I worked in the business of risk for nearly 20 years. A foundational concept of investment is that without risk there can be no growth. And, of course, when we accept this risk, we must also be willing to accept the potential for loss. It is the same personally. Research tells us that taking risk can build greater self-esteem regardless of outcome. We learn we can cope; win or lose. So, in some ways, we always win. I have ‘failed’ at more things in the last 4 years than the previous 38. But I have grown exponentially. During the interview, I realised the biggest outcome of embracing the risk of entrepreneurship has not been business related. It was more personal. I am more myself than I have ever been. 
 
It is alleged the great Abraham Maslow said; 
 
In any given moment we have two options: to step forward into growth or to step back into safety’.  
 
He noted that one of the characteristics of self-actualising people is a greater tolerance of personal uncertainty. Running my own business has forced me to face my fears and embrace my vulnerabilities in a way I had not expected. It has not just been about financial risk which I had, indeed, expected.

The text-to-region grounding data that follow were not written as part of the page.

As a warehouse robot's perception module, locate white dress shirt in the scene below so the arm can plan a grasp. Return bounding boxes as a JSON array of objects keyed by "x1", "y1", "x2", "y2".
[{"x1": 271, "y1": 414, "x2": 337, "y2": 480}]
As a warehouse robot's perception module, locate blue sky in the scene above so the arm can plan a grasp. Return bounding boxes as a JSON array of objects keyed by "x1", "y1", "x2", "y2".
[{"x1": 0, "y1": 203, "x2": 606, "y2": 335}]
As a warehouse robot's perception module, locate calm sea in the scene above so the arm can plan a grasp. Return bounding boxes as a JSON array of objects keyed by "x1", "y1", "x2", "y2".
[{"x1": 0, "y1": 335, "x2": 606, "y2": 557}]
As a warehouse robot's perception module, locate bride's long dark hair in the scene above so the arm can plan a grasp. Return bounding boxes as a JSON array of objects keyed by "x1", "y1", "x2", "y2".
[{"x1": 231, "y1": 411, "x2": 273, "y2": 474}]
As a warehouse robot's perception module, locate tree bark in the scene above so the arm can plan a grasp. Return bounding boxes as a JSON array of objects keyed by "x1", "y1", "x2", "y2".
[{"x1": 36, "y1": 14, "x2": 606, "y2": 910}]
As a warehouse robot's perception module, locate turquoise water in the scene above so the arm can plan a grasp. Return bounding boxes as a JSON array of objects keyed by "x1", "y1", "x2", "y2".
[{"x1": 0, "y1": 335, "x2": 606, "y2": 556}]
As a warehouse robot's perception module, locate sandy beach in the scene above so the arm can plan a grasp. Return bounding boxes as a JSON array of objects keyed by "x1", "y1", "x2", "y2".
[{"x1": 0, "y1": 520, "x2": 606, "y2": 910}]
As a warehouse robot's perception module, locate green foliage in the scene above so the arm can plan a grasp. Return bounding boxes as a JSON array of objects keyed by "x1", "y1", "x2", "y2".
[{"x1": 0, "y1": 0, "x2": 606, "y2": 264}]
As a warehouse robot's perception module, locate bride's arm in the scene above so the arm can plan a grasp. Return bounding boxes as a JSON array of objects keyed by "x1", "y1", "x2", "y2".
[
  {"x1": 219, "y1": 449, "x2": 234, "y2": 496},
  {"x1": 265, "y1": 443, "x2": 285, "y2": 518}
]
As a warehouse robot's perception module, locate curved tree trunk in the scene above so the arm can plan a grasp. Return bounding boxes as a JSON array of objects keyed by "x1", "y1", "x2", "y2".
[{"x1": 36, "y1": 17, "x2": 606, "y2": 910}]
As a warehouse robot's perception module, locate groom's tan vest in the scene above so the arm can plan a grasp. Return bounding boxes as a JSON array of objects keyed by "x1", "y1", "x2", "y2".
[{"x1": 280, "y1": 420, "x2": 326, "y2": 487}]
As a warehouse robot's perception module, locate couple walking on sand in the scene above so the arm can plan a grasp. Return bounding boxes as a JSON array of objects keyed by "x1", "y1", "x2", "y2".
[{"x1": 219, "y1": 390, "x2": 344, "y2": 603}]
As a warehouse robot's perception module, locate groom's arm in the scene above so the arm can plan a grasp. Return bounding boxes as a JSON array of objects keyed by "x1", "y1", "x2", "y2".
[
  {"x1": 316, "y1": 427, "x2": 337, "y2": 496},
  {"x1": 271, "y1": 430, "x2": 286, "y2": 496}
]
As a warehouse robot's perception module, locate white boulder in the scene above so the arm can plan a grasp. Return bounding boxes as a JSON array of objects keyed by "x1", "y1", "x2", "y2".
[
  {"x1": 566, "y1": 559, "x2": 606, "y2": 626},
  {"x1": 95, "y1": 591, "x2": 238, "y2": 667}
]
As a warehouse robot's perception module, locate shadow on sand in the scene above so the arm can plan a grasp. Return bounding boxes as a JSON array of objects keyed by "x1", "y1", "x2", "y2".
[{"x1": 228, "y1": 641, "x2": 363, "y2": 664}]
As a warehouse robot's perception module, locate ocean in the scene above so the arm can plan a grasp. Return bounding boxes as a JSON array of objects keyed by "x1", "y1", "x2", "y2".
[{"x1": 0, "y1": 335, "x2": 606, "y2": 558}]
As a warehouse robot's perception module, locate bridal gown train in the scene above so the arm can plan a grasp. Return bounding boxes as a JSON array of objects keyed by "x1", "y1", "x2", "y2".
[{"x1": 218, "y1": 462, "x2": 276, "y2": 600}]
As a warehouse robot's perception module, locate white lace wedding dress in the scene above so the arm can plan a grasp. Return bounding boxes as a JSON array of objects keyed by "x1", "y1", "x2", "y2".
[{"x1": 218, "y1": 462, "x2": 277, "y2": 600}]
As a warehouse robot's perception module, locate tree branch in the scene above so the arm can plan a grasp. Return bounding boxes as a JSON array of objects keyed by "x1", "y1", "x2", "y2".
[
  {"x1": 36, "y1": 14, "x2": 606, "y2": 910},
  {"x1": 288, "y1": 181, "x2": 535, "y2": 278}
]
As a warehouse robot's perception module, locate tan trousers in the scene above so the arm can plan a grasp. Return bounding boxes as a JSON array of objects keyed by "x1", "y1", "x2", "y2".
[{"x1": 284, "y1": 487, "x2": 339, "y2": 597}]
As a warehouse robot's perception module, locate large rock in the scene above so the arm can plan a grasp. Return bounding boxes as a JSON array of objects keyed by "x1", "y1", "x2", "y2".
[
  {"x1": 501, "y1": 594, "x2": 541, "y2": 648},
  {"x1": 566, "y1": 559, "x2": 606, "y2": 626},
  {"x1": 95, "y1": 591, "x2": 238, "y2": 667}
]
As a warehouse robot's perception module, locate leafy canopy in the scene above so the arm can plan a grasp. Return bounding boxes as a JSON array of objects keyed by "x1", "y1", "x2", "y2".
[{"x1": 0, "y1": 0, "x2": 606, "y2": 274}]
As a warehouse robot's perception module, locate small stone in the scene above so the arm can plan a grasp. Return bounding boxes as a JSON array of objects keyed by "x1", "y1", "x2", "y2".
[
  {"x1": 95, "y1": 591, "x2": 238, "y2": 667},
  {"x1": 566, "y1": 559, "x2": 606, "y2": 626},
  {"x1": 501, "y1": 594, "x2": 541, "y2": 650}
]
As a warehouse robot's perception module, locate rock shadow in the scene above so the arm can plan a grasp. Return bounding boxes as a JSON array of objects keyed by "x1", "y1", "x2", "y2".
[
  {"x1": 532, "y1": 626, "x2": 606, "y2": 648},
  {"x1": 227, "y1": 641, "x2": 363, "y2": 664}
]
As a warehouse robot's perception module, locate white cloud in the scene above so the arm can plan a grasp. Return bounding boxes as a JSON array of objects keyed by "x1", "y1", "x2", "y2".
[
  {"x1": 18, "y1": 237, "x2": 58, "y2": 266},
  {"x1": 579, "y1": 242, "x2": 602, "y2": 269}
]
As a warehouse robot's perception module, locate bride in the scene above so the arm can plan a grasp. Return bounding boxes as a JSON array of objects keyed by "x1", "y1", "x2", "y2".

It has been about embracing the fear of being truly seen. To show myself more openly and take the risk of whether I would be accepted for all of who I am. 
 
This is not a call for everyone to embrace entrepreneurship but rather a call to embrace life as risk. You choose how you use your life. Every person, event, business decision, difficulty between line manager and employee can be a tool towards becoming the person you are intended to be. The choice you make is whether you see it in that light. That you understand your life to be your personalised vehicle for growth.